33. En l'espèce, les effets d'un tel scénario seront limités, en particulier parce qu'il subsistera, à l'issue de l'opération, des alternatives crédibles sur les marchés concernées constituées, le cas échéant, par des offres globales réplicables.

34. En effet, s'agissant des services de certification fonctionnelle des moyens et appareils de paiement électronique, Fime fait face à la concurrence de plusieurs opérateurs de dimensions européenne ou internationale, tels UL, Cetecom, Applus, disposant des mêmes accréditions EMVco, MasterCard ou Visa12. À cet égard, le couplage mis en œuvre produirait ses effets principalement en France où l'essentiel de l'activité du groupe Serma est réalisé (79,7% de son chiffre d'affaires est réalisé avec des clients français). Dans la mesure où les concurrents de Fime sont actifs aux niveaux européen et mondial, l'impact d'une perte potentielle de clients liée au couplage des offres commerciales des parties serait donc limité.

35. De même, le groupe Serma fait face à la concurrence de plusieurs opérateurs offrant des services de certification de sécurité des composants électroniques et des logiciels embarqués identiques à ceux du CESTI du groupe Serma, comme CEA-LETI ([40-50]% au niveau français) et Thales ([20-30]% au niveau français), qui constituent des alternatives crédibles à la disposition des clients de la nouvelle entité. Ces deux acteurs, qui disposent de positions importantes en France, ne pourront pas être évincés du marché français du fait du couplage des offres commerciales des parties. Premièrement, le CEA-LETI est une émanation du Commissariat à l'énergie atomique et aux énergies alternatives (CEA). Cet organisme public de recherche détient des milliers de brevets et travaille pour et avec 350 entreprises dont 40% sont des multinationales, telles que Soitec ou Renault.
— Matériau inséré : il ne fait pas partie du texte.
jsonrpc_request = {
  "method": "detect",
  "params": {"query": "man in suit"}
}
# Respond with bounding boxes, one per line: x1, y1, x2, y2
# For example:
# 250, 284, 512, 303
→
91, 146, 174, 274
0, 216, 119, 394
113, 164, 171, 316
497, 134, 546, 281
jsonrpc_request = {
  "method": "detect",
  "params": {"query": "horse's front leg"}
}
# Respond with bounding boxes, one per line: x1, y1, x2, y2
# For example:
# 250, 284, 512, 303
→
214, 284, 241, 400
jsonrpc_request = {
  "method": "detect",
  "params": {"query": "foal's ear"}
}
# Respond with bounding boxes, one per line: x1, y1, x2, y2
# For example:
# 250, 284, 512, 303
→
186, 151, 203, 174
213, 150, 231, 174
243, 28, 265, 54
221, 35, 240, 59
Par ailleurs, le CEA-LET Ia réalisé environ 20% de ses 20 millions d'euros de chiffre d'affaires à l'export en 201613. Deuxièmement, Thales est un groupe multinational avec des activités conglomérales ayant réalisé un chiffre d'affaires de 15,8milliards d'euros en 201714.
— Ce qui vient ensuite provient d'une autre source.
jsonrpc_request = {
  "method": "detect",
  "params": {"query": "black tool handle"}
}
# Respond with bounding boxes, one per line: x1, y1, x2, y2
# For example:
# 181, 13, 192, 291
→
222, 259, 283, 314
36. Par ailleurs, tous les concurrents des parties ayant répondu au test de marché considèrent qu'une stratégie de couplage des offres des parties ne serait pas de nature à conduire à leur éviction des marchés concernés.

37. Enfin, tous les clients des parties ayant répondu au test de marché considèrent que les services fournis par les parties ne sont pas incontournables aux niveaux européen et mondial, estimant que les parties détiennent à ces niveaux une position " intermédiaire ", voire " faible " de leur point de vue. Ainsi, à l'issue de l'opération, les clients de la nouvelle entité disposeront d'alternatives crédibles aux offres couplées de la nouvelle entité sur les deux marchés concernés.
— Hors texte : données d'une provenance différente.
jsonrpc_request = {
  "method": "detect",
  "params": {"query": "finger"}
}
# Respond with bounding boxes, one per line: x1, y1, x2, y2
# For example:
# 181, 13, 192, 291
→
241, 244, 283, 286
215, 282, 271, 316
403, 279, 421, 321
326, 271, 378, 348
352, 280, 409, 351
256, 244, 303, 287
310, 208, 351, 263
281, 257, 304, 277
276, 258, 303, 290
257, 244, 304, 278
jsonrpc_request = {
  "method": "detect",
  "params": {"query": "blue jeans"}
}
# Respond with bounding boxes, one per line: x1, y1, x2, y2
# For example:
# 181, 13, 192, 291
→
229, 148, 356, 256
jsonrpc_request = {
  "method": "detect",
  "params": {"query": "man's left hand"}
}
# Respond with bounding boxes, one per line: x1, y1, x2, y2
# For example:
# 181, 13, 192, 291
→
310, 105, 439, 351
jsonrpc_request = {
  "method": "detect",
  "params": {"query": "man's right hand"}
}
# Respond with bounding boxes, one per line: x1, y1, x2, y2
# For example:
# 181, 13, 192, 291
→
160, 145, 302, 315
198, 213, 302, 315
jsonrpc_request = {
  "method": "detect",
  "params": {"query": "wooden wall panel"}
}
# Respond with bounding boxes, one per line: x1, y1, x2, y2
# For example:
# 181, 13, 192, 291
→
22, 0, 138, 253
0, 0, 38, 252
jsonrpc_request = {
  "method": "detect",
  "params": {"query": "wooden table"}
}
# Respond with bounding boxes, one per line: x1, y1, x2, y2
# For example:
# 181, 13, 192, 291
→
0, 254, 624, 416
38. Compte tenu de l'ensemble de ces éléments, l'opération n'est pas susceptible de porter atteinte à la concurrence par le biais d'effets congloméraux.

DÉCIDE

Article unique : L'opération notifiée sous le numéro 18-089 est autorisée.

NOTES

1 [Confidentiel].

2 Marchés dits des " TIC", acronyme de Testing, Inspection and Certification.

3 Voir la décision de la Commission européenne COMP/M.6885 du 15 juillet 2013, SNDV/Germanischer Lloyd.

4 Voir la décision COMP/M.6885 précitée.

5 Lettre du ministre de l'économie C2008-107 du 12 novembre 2008, aux conseils de la société CDC Capital Investissement, relative à une concentration dans le secteur des contrôles techniques de construction. Il s'agissait des secteurs de la construction de bâtiments et d'équipements industriels.

6 Voir la décision de la Commission européenne COMP/M.6885 précitée. Il s'agissait, notamment, du secteur des énergies renouvelables.

7 Ibid. Il s'agissait, notamment, du secteur maritime.

8 Lettre du ministre de l'économie C2006-132 du 19 décembre 2006, au conseil de la société France Télécom, relative à une concentration dans le secteur de la réalisation de logiciels.

9 http://www.ssi.gouv.fr/entreprise/produits-certifies/certification-faq/

10 Voir la lettre du ministre de l'économie C2006-132 précitée.

11 La partie notifiante a estimé les parts de marché du groupe Serma et de ses concurrents en volume sur la base du nombre total de certificats délivrés en 2017.

12 Au niveau français, Fime fait également face à la concurrence de la société Elitt, qui dispose également de l'accréditation Carte Bancaire.